![PARIS-パリ- (通常版) [DVD]](http://ecx.images-amazon.com/images/I/51RtQE9cWgL._SL160_.jpg)
パリとか、東京とか、歴史的な都市に住むのは好きですか?
映画のような暮らしをしたければ、やっぱり都市に住みたいですよね。
都市に住む人は、みんな、寂しがりやな批評家だ。
僕もその一人。
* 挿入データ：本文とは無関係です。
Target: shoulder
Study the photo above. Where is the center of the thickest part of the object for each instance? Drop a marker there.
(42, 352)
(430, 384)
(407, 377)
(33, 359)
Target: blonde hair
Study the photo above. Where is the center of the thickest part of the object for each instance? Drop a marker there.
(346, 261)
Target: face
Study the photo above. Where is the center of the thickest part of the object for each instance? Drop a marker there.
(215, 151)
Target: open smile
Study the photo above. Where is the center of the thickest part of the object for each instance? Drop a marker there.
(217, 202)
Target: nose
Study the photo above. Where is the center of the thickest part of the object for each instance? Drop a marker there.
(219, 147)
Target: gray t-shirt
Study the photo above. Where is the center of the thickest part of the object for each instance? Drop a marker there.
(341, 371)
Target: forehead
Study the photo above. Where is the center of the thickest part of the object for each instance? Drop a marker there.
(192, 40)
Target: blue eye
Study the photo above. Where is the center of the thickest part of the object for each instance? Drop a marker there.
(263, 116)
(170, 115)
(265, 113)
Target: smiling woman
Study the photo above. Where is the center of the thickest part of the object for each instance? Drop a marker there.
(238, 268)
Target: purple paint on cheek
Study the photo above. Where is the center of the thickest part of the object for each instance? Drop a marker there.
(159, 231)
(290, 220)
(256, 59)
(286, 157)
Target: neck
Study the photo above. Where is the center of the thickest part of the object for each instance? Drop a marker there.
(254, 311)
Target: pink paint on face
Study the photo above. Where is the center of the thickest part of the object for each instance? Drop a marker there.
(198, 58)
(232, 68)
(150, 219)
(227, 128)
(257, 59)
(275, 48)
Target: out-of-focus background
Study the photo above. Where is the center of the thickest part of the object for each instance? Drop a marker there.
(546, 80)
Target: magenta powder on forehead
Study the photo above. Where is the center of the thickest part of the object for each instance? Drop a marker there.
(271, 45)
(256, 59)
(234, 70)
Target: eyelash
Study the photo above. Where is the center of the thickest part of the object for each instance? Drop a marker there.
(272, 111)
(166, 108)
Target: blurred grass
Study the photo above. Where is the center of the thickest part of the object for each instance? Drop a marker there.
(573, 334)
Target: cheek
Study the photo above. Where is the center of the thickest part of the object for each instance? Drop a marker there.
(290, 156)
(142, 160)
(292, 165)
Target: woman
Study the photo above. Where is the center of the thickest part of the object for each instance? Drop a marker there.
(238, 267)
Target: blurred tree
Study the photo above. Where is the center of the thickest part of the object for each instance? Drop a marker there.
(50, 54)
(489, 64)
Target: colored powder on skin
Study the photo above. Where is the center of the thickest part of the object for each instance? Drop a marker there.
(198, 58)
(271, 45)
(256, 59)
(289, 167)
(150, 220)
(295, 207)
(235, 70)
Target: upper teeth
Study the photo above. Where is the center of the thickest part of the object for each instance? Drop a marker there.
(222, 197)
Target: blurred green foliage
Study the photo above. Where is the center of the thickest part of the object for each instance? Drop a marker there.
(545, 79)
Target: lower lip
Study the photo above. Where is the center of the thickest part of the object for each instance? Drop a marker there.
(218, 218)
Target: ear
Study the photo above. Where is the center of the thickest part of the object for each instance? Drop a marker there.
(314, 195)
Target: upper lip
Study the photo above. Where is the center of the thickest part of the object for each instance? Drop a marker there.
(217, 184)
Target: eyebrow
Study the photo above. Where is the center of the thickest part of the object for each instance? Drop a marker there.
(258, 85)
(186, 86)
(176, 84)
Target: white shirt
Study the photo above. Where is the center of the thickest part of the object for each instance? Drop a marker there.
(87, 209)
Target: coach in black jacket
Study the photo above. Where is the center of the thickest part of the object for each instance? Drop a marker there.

みんなが「ありがとう」でもっと繋がれば、もっと幸せになれるかな。
こういう映画は、ゆっくり映画館でみたいものです。
![モンテーニュ通りのカフェ [DVD]](http://ecx.images-amazon.com/images/I/51XF4L6FAgL._SL160_.jpg)
ちょっとステレオタイプなオシャレ感を演出した邦題は、
当初どうか?とも思いましたが、
内容は、いかにもフランス映画らしい群像劇です。
”モンテーニュ通り”という語感にはすでに憧れが含まれているので、
映画の内容に照らし合わせると、案外悪くないと思い直しました。
モンテーニュ通りにあるカフェには、さまざまな人々が集まります。
晩年を迎えた老資産家、コンサートに引っ張りだこのピアニスト、人気者のテレビ女優・・・
彼らの多くは成功者でありながら、しかし今の自分にまだ満足できていない人たちです。
そんな彼らが集うカフェに、ある日フラリと迷い込んでくるウェイトレスが主役のジェシカ。
金色の短髪と赤いベストが似合う彼女の可愛らしさったらないです。
一度映画を見たらずっと覚えている、そんな存在感のある彼女は、
この映画の中でも皆を照らす太陽のような存在として、
そこに集う人々一人ひとりを照らして行きます。
満たされない何かを抱えていた人たちは、
モンテーニュ通りでの出会いを通じてそれぞれに新しい明日へと踏み出してゆきます。
人はいつだって前を見てゆく。
それが成功の中にある人でも、役目を終えて去ってゆく人でも、まだ何も始まっていない人でも。
正直、派手に「面白い!」と大喜びするような映画ではないです。
ジェシカとその周囲の人々との仲も「いつの間にそんな仲良くなったの?」感もあり、
少々構成が大雑把な面も見えます。
けど、私はこのセシル・ド・フランスの可愛らしい笑顔にすっかりやられてしまいました。
「スパニッシュ・アパートメント」のハードな役どころとはまるで違う表情に、
敢え無くノックアウトです。
見終わった後に、ぽっとココロの中に灯のともるような映画です。
そして、ニカッと笑う彼女の横顔が眼に浮かんでくるのです。